明らかにされる韓国が国内に設けた米軍向け慰安所
そんな山口、杉田の両氏とネット右翼が喜びそうな記事が今年5月3日付の米紙「ニューヨーク・タイムズ(NYタイムズ)」の一面に大々的に報じられた。 我々日本人は、「慰安婦」というと普通、第二次世界大戦中に日本軍によって「慰安婦」にされた韓国人やその他のアジアの女性を頭に思い浮かべるが、記事は、「1945年に日本の植民地支配が終わった後も、韓国では別の女性グループに対する性的搾取がずっと続いていた。そして、それは自国の政府によって推し進められた」と、韓国軍兵士のための「特別慰安婦部隊」や、朝鮮戦争(1950~53年)中のアメリカ主導の国連軍のための「慰安所」が韓国政府主導のもと設けられたことを明らかにした。朝鮮戦争後、彼女たちの多くが米軍基地周辺に作られた「基地村(キジチョン)」で引き続き、慰安婦として働いた。

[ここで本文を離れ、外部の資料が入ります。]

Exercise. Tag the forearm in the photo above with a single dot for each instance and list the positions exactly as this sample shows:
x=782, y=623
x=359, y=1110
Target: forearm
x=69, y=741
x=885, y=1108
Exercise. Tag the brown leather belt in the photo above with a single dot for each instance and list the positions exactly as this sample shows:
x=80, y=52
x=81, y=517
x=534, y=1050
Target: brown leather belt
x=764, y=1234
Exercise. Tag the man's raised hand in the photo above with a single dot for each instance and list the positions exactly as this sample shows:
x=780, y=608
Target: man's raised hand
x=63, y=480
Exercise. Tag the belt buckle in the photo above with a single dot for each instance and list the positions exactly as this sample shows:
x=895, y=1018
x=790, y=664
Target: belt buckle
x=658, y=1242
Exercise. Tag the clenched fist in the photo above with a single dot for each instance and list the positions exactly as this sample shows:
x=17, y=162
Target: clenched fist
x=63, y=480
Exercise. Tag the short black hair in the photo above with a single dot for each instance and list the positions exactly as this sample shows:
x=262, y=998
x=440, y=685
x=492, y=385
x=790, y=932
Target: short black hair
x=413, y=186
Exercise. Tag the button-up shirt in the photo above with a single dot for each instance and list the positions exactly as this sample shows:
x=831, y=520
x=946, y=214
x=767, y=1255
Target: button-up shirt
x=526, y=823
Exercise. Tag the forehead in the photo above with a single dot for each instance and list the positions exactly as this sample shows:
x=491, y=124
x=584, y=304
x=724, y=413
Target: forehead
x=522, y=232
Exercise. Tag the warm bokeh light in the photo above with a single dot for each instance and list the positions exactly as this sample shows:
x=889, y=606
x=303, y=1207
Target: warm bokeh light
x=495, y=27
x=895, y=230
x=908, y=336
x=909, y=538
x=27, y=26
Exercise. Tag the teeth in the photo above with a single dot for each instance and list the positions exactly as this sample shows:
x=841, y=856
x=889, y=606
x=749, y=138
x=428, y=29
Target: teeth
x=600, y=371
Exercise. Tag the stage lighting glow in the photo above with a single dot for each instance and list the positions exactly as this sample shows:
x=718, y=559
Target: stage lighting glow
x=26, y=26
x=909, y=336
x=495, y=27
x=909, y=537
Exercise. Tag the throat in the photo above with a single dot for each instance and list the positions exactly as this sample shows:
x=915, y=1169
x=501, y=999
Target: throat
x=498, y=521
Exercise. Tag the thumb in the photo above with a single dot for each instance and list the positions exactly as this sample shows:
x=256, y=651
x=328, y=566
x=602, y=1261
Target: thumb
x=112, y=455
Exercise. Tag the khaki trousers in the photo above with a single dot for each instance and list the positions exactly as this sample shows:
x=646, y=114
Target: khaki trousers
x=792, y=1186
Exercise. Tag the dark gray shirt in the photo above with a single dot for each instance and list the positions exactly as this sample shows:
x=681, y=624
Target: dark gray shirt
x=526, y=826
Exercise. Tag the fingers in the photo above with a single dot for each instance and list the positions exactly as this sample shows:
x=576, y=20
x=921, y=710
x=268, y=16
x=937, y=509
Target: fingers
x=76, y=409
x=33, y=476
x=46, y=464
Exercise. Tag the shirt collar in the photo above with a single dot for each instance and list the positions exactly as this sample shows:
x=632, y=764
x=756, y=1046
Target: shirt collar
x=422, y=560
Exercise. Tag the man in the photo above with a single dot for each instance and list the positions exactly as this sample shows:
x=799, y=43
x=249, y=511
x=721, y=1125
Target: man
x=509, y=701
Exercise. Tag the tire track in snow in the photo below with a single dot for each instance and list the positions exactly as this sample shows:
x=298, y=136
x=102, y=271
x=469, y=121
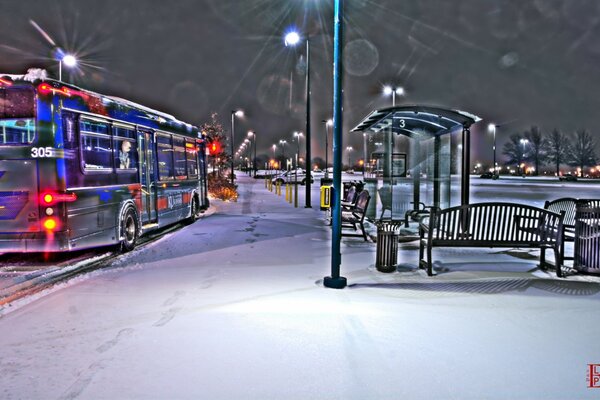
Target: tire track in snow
x=85, y=378
x=113, y=342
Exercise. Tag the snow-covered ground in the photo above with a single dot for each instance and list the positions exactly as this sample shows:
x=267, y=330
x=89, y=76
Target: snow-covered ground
x=232, y=307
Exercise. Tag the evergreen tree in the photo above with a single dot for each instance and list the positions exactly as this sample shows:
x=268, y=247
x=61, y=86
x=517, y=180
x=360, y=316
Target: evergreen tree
x=537, y=147
x=216, y=134
x=514, y=151
x=582, y=152
x=558, y=148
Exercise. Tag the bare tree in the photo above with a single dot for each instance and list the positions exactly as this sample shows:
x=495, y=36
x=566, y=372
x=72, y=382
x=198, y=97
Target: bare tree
x=537, y=147
x=216, y=134
x=558, y=148
x=582, y=153
x=513, y=150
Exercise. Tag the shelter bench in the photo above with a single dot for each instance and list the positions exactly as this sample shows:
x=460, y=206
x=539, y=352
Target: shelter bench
x=354, y=217
x=491, y=225
x=569, y=206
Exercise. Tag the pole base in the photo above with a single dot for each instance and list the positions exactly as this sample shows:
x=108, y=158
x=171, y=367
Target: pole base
x=335, y=283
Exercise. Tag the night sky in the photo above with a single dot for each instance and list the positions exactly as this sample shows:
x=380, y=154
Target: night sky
x=514, y=63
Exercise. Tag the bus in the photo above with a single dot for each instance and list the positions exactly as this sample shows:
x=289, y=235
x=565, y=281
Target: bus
x=79, y=169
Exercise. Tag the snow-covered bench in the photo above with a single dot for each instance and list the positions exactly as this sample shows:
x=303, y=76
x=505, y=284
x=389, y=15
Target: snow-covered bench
x=569, y=205
x=491, y=225
x=355, y=216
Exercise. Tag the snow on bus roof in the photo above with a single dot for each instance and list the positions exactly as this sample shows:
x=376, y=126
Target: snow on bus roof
x=32, y=75
x=143, y=108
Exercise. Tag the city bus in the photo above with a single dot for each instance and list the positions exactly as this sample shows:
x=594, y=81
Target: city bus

執筆したNYタイムズ、ソウル支局長のチェ・サンフン氏は今回の記事執筆にあたり、基地村で働いていた6人の元慰安婦にインタビューした。その中の一人、チョ・スンオクさんは1977年当時、17歳だった。将来、バレリーナになることを夢見ていたがある日、3人の男に突如拉致され、ソウルの北にある東豆川(トンドゥチョン)の売春斡旋業者(ヒモ)に売られた。バレリーナになる夢を追う代わりに、ヒモに常に監視されながら、近くのクラブに通い、米兵相手に性行為を5年間続ける。
同記事によると、韓国の最高裁は2022年9月、チョさんのように性的被害を受けた女性100人に対し、基地村における性売買の運営、管理に対する国家責任と女性たちへの人権侵害を認めた。それでも、元慰安婦に支払われる賠償額は約2270(約32万8000円)~5300米ドル(約76万6,000円)と彼女らの悲惨な経験をとても埋め合わせるものではない。
裁判に証拠書類として提出された資料によると、首都ソウルを囲む人口密集地、京畿道(キョンギド)は1961年、「(米軍を中心とする)国連軍への慰安と士気高揚のために慰安所を準備することが急務」と考え、民間クラブに慰安所運営の許可を与えた。5万人の米兵の相手をするために慰安婦の数も1万人に増えた。
慰安婦の中には金銭目当てに自らの意思で基地村に入ったものもいるが、チョさんのように拉致されたり、他の仕事の約束で騙されたりしてきた女性も多数いた。一回の性行為の料金は通常5~10米ドルで、米兵から受け取った金はヒモに没収された。